Date of Award

8-1994

Degree Name

Doctor of Education

Department

Educational Leadership, Research and Technology

First Advisor

Dr. Charles Warfield

Second Advisor

Dr. Ronald Crowell

Abstract

The purpose of this study was to assess and describe programmatic and curricular differences between developmental and regular kindergartens. The research questions were to find how regular and developmental teachers describe their program and to determine from these descriptions any differences or similarities. A descriptive research design was used. A survey was developed from a search of literature, review by a panel of experts, and a pilot study.

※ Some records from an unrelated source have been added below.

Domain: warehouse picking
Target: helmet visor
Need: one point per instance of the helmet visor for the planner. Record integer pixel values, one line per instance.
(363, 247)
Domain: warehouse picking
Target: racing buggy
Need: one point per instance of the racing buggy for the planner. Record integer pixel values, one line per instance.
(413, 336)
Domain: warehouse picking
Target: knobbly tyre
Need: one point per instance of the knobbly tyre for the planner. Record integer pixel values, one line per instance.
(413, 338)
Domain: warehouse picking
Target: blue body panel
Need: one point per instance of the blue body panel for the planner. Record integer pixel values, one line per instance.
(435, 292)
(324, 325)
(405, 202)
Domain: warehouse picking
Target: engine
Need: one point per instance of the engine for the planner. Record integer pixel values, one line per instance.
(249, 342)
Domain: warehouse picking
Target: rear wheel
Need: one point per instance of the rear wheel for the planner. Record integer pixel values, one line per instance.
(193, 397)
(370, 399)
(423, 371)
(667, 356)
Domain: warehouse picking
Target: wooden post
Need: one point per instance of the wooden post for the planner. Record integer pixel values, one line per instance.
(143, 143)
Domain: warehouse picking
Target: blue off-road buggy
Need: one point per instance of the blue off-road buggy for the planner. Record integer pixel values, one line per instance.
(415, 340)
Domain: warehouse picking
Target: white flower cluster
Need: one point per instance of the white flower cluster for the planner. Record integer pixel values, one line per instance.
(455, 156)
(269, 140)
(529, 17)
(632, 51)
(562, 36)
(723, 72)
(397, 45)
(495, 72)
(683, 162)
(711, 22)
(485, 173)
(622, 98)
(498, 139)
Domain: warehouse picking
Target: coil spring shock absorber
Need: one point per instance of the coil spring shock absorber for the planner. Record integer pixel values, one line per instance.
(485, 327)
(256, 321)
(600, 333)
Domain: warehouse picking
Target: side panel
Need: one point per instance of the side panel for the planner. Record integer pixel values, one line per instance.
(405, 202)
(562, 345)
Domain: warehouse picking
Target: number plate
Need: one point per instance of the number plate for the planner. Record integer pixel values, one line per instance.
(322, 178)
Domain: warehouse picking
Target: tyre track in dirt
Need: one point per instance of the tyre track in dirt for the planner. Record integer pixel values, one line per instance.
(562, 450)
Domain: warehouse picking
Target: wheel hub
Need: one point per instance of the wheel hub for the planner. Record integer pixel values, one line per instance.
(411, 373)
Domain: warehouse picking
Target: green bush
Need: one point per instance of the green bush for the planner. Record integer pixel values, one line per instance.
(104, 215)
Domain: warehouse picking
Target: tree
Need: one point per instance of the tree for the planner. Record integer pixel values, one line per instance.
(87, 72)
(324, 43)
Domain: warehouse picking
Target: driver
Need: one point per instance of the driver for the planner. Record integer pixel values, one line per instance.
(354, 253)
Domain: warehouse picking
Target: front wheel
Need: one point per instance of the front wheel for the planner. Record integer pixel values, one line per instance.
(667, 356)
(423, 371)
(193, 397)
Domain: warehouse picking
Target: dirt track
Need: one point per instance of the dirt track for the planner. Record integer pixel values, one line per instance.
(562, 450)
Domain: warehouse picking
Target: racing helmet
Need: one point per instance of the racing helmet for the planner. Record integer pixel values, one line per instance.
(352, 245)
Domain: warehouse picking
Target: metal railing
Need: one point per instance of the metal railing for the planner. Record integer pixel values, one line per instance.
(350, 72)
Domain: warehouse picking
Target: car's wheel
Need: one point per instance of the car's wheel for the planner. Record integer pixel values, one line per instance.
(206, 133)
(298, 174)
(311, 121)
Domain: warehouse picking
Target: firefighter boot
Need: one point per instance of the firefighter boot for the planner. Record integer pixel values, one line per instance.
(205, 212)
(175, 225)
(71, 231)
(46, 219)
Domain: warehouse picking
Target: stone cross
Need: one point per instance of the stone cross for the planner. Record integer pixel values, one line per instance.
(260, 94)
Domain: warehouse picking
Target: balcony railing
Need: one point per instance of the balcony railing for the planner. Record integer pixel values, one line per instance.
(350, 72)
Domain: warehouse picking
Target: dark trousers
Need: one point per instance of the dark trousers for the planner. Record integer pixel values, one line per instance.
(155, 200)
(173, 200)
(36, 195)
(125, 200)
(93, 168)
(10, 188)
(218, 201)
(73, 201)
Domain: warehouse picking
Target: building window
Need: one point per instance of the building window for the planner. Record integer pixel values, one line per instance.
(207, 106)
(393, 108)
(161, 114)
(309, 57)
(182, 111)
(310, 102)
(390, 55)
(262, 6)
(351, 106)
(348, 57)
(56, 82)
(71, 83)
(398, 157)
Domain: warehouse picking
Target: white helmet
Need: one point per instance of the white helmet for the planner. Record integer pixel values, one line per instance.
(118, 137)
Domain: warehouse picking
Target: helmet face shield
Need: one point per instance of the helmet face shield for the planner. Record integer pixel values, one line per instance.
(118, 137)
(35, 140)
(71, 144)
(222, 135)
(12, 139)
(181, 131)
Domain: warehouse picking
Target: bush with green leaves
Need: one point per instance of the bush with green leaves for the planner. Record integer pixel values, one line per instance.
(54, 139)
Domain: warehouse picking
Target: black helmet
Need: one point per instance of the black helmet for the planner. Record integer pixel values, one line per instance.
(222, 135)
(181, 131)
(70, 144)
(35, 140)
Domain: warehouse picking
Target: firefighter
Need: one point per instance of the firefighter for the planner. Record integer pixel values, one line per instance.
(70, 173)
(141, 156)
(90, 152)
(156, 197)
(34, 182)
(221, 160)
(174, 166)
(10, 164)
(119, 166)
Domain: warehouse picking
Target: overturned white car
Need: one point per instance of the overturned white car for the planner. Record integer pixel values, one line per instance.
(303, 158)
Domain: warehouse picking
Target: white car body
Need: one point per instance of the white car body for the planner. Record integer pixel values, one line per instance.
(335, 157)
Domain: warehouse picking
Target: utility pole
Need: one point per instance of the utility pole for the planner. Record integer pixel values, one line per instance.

The population for the study was all kindergarten teachers and the sample was all kindergarten teachers in a metropolitan Detroit county. Surveys were returned by 82% of the sample which met a priori standards for a valid response. Data are presented to compare sample demographic characteristics with population characteristics.

The survey developed provided a means to measure teacher responses regarding class size, emphasis toward a "developmental" or "academic" orientation; emphasis in terms of the time placed on various curricula, materials, and activities; and times actual specific activities were used. Data obtained from the survey were used to narrate a description of developmental kindergarten and regular kindergarten programs.

Responses indicated that both developmental and regular kindergarten programs held a mixture of developmental and academic orientations with more of an emphasis on developmental orientations. Responses on curriculum components indicated that although developmental kindergarten programs placed a larger emphasis on social/emotional activities, both had curriculums that included developmental objectives and traditional subject area curricula. Responses regarding material use indicated similarities except for a greater response from kindergarten teachers for pencil and paper materials. Given a list of 28 traditional activities, responses indicated their use was similar in all but five activities.

Data indicated that developmental kindergarten programs had smaller class sizes, more of an emphasis on a social/emotional curriculum, less of an emphasis on paper and pencil activities, and more of an emphasis on small group activities. However, in general, responses indicated more similarities between the two programs than differences.